2022 novel by Aanchal Malhotra

The Book of Everlasting Things is a 2022 novel by Indian author and historian Aanchal Malhotra. It is her debut novel.

== Plot ==
The novel is the love story of Samir who is a Hindu perfumer and Firdaus who is a Muslim calligrapher in which their families torn apart during Partition of India.

== Background ==
Malhotra began writing the novel in 2017. It was partly inspired by a story she was told about her grandfather.

== Reception ==
The book was mostly well received, with critics praising its portrayal of the Partition of India and its consequences.
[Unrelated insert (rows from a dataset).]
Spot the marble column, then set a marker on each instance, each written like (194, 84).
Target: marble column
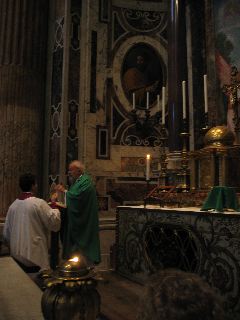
(23, 41)
(177, 70)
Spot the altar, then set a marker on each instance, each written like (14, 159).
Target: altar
(208, 243)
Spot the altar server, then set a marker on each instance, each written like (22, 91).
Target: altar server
(27, 228)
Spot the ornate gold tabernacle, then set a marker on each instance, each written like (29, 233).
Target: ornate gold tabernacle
(217, 164)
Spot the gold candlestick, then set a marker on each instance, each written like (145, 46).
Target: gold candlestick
(184, 172)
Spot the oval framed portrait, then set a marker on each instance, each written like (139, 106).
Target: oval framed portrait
(142, 75)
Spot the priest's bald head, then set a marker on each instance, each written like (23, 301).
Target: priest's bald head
(75, 169)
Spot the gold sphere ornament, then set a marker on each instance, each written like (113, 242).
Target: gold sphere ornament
(71, 292)
(219, 136)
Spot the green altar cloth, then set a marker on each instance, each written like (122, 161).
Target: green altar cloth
(221, 198)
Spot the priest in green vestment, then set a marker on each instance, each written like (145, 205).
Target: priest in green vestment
(82, 229)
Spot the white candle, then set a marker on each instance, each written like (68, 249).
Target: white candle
(158, 102)
(147, 100)
(148, 167)
(163, 104)
(205, 93)
(184, 98)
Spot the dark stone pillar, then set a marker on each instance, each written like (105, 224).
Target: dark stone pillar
(23, 40)
(177, 70)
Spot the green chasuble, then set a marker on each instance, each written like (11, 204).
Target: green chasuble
(82, 231)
It received some criticism for its characters and the repetitiveness of its story.

Donna Edwards of Associated Press wrote "The Book of Everlasting Things is deeply human, with careful attention paid to both factual and emotional accuracy." Shubhangi Tiwari of Scroll.in and Sreya Sarkar of India Today also praised the book's historical accuracy.

Reya Mehrotra of Financial Express wrote "a beautiful and whole love story entwined with separation". Darshita Goyal of Vogue India described it as "a beautifully visceral reminder that there were no sides in the partition."

Kushal Gulab of Deccan Chronicle gave the book a mixed review, praising its atmosphere but criticizing the flat characterization of the novel's protagonists.

Farooq Chaudhry of Chicago Review of Books found the book's exploration of trauma and the memory of the Partition, but wrote that its "the story can be unevenly paced and repetitive at times." Saudamini Jain of Hindustan Times similarly described parts of the novel as repetitive.